The Chainpur village in the Eastern part of Nepal where this knife is made has their own exclusive khukuri called the “ChainPure” named after their home village “ChainPur”. ChainPures go for a slimmer and lighter version rather than the heavy types since using and carrying works better and easier with it. Since a khukuri in a life of a rural farmer remains with him in most of his life and his livelihood a lighter, swifter and more mobile khukuri would make life and job easier. Moreover he is always overwhelmed with load so a light khukuri would not be a problem to carry along, this is the main theme of the ChainPurs’ ChainPure khukuri.
This typical village khukuri knife has a distinct notch unlike others. The open notch in most of the knives is discarded and instead made a see-through hole in the shape of a cow’s hoof, which is holy in Nepal. The hole or notch also symbolizes the “Symbol of Fertility” sign, when the blade is held upright - believed to be holy as it signifies the great lord “the Shiva”. Since all ChainPures are “Hindus” the unique and religious notch is believed to bring good luck, fortune, prosperity and salvation. A nozzle is also forged just in front of the notch to work as a blood dripper. A ChainPure khukuri is basically a domestic utility knife for the ChainPures, nonetheless having a blood dripper is no harm when blood really has to be shed.

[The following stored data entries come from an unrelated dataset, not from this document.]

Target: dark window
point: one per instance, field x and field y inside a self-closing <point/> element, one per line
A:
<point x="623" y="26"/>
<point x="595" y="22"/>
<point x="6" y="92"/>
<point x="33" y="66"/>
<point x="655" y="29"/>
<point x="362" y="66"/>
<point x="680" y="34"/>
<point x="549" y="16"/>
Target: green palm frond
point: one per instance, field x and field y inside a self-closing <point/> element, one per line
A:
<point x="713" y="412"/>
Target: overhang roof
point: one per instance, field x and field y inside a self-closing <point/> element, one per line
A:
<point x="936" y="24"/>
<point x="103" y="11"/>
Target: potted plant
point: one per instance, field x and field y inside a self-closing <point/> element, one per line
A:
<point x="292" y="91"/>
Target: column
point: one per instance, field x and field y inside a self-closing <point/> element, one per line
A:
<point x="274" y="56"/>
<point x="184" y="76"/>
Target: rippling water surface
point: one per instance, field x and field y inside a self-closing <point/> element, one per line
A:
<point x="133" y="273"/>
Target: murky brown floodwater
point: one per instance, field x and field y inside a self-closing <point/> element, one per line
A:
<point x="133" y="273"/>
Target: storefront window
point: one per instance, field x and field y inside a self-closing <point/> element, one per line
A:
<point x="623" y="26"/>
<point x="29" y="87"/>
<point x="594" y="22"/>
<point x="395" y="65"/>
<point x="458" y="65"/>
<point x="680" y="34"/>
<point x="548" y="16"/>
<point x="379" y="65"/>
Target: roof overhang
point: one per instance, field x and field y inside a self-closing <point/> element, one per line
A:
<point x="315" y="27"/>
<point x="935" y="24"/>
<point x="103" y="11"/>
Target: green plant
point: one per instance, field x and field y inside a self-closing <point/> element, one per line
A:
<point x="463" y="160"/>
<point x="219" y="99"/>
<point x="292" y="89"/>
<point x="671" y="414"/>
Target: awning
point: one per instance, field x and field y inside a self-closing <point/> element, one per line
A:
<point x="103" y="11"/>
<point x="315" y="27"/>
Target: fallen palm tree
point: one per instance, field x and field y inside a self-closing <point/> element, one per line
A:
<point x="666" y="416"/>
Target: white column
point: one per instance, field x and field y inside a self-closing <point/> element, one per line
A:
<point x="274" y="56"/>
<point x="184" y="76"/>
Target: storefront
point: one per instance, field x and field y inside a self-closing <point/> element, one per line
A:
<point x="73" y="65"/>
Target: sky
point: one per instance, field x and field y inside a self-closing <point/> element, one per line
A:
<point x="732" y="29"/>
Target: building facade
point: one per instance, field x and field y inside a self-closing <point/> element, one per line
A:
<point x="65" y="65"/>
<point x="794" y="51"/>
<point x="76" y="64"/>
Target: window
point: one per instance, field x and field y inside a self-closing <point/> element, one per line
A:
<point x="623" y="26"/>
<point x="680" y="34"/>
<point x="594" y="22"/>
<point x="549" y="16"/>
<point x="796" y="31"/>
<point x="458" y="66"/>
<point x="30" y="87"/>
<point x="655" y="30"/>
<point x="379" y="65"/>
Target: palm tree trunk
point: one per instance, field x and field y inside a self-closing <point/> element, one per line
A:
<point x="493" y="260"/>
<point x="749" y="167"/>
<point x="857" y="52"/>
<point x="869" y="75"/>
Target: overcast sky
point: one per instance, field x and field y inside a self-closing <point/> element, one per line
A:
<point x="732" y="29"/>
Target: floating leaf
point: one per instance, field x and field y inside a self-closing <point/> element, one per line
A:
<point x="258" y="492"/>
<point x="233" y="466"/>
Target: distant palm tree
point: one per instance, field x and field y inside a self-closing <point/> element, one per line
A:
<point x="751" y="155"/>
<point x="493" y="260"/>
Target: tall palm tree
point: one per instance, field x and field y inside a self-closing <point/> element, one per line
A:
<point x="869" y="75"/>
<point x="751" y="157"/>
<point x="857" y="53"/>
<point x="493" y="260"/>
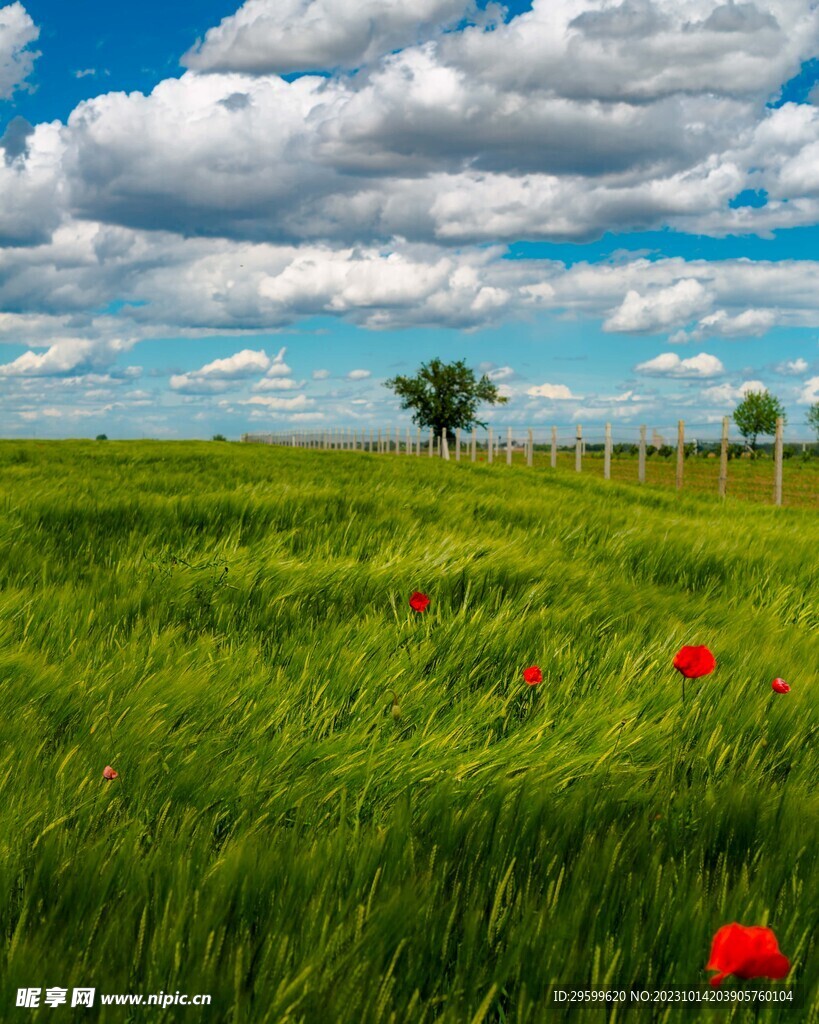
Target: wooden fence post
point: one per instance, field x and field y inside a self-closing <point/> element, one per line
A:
<point x="724" y="460"/>
<point x="641" y="464"/>
<point x="780" y="423"/>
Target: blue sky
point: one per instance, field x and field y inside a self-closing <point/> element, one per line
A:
<point x="227" y="218"/>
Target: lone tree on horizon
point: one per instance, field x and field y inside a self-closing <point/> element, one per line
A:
<point x="445" y="395"/>
<point x="813" y="418"/>
<point x="757" y="414"/>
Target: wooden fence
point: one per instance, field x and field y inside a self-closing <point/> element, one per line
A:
<point x="561" y="446"/>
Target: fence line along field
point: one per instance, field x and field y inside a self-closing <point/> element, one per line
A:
<point x="775" y="473"/>
<point x="332" y="807"/>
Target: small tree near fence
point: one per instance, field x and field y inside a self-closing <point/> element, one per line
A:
<point x="445" y="396"/>
<point x="757" y="414"/>
<point x="813" y="418"/>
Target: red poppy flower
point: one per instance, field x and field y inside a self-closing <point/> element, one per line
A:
<point x="746" y="952"/>
<point x="694" y="662"/>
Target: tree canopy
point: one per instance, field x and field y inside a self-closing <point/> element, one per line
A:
<point x="813" y="417"/>
<point x="757" y="414"/>
<point x="445" y="395"/>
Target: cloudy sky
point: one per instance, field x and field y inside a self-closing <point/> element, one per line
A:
<point x="226" y="218"/>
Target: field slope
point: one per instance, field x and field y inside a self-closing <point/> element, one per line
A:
<point x="224" y="625"/>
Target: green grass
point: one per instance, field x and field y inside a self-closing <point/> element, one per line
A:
<point x="223" y="624"/>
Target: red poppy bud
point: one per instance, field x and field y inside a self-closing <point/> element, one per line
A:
<point x="694" y="662"/>
<point x="746" y="952"/>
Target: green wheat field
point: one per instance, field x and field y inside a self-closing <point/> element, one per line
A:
<point x="224" y="625"/>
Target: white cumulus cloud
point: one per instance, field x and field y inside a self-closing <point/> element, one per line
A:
<point x="17" y="32"/>
<point x="554" y="391"/>
<point x="660" y="309"/>
<point x="670" y="365"/>
<point x="283" y="36"/>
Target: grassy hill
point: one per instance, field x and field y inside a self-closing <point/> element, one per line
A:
<point x="224" y="626"/>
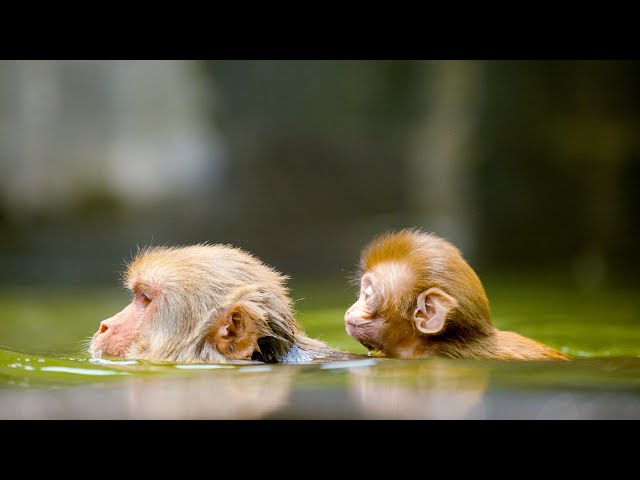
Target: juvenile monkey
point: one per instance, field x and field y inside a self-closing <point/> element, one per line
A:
<point x="206" y="303"/>
<point x="419" y="298"/>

The Chainpure also has a differently made handle. The regular metallic bolster is discarded and replaced by an ace-shaped keeper to secure the tang at the butt section. Fine contours of the handle also provide easy and strong hold.
The blade has beautiful patterns along the upper shoulder and has sharp (pointed) peak to match with the overall slender look (design) of the knife.
Light yet effective and efficient - less stressful, easier and faster handling - widely used for domestic and household purpose.